Dans son communiqué, Bachir Ben Barka estime que les révélations de Jan Koura ne sont pas fondées sur des « preuves matérielles ».

« Faudrait-il croire sur parole les auteurs de ces articles lorsqu’ils avancent des affirmations aussi ridicules concernant le leader du mouvement afro-asiatique, le militant progressiste au passé incontestable ? À les croire, Mehdi Ben Barka serait devenu un agent des services secrets tchécoslovaques, manipulé par un deuxième secrétaire d’ambassade à Paris », rejette-t-il.

« Concernant la rencontre [probablement fortuite] à Paris en 1960 de Mehdi Ben Barka avec l’agent tchèque [nom de code MOTL], elle a certainement intéressé les dirigeants tchécoslovaques. Ils connaissaient la position importante qu’avait déjà acquise Mehdi Ben Barka dans le tiers-monde. Ils ont vu là une opportunité d’avoir des analyses pertinentes sur la situation internationale et ont demandé à leur agent de la poursuivre. En revanche, il est évident que Mehdi Ben Barka ignorait totalement la fonction réelle de MOTL [officiellement conseiller d’ambassade] », argumente Bachir Ben Barka.

Mais Jan Koura n’en démord pas : Mehdi Ben Barka était bel et bien au courant, soutient-il. Il en veut pour preuve les documents et les informations que le leader de gauche fournissait « régulièrement à Prague à sa demande », expliquant que les archives montrent que le « StB lui remboursait les séjours d’hôtel et d’autres dépenses ».

« Il rencontrait des officiers du renseignement dans plusieurs pays [parfois même dans des appartements prévus à cet effet], il acceptait et exécutait les tâches qui lui étaient assignées, et il était payé pour sa coopération », souligne-t-il dans un entretien accordé à MEE, précisant qu’il « avait également reçu au printemps 1965 une formation aux méthodes de renseignement dans l’un des appartements du StB à Prague ».

Les « missions » de Cheikh 

D’après les archives déclassifiées, Ben Barka a demandé, en 1965, de l’aide aux services secrets tchécoslovaques « pour organiser le coup d’État au Maroc ». « Lorsque sa demande n’a pas été entendue par le StB, il a exigé au moins la même formation au renseignement que celle reçue par certains membres de son parti politique », révèle Jan Koura.

« Lors de sa dernière visite à Prague, il a dit à ses commandants qu’il craignait pour sa vie et leur a demandé une arme de poing lors de sa prochaine visite prévue en novembre 1965. On peut dire que durant la dernière année de sa vie, la coopération de Mehdi Ben Barka avec le StB s’est encore renforcée », affirme-t-il.

Quel genre d’informations aurait-il livré aux services secrets tchécoslovaques ? « L’éventail est très vaste », selon Jan Koura. « Il a rapporté et fourni des analyses écrites, toujours dactylographiées, non seulement sur les événements au Maroc, mais aussi sur le Moyen-Orient et l’Afrique au sens large », ajoute le chercheur tchèque.

Lors de sa visite en Égypte en 1964, Nikita Khrouchtchev prononce un discours devant l’Assemblée du peuple égyptien, devant Gamal Abdel Nasser et Anouar al-Sadate (AFP)
Lors de sa visite en Égypte en 1964, Nikita Khrouchtchev prononce un discours devant l’Assemblée du peuple égyptien, devant Gamal Abdel Nasser et Anouar al-Sadate (AFP)

Exemples : « Il a informé sur des activités des pays occidentaux et d’Israël dans le tiers-monde ainsi que sur les développements du mouvement anticolonial.
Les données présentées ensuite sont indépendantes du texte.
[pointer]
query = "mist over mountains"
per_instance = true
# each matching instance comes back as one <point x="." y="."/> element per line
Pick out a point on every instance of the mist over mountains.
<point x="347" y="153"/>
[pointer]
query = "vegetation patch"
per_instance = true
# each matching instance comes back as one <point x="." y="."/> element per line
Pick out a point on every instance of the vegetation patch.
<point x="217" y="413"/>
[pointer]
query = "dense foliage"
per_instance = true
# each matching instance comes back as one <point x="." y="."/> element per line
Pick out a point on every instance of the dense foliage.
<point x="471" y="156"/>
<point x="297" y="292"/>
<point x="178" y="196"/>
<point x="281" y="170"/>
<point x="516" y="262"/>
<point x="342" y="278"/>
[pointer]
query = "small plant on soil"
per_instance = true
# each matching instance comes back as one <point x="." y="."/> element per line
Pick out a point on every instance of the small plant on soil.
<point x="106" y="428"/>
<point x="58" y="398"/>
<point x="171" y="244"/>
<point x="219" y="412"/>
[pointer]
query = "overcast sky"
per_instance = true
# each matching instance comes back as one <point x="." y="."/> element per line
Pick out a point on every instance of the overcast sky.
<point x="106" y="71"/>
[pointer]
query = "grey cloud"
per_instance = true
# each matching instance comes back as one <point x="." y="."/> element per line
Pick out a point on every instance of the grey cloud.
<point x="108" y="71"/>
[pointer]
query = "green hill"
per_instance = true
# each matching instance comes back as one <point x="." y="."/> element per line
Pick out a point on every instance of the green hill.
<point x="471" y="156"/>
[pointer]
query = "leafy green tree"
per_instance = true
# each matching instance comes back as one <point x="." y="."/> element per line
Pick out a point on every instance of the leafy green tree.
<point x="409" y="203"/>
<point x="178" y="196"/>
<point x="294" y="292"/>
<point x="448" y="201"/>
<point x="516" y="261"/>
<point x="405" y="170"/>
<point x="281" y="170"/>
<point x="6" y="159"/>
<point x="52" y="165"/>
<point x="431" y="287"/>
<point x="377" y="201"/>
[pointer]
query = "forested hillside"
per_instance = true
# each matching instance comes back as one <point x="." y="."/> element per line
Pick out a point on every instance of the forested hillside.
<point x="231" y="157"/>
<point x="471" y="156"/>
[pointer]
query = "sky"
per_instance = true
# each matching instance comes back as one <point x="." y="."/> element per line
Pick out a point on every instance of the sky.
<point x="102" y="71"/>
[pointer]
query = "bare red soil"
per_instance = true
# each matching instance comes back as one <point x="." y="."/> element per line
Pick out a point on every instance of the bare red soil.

Outre le Maroc, le StB était particulièrement intéressé par des informations sur l’Algérie, l’Irak et d’autres États arabes. En Afrique subsaharienne, la situation au Ghana, en Guinée et au Congo revêtait un intérêt particulier », énumère-t-il.

Certains voyages de Ben Barka en Tchécoslovaquie étaient effectués avec un passeport algérien. C’est le cas notamment d’un voyage qui a eu lieu en novembre 1963, soit moins d’un mois après la guerre des Sables qui opposa les deux pays voisins en octobre de la même année.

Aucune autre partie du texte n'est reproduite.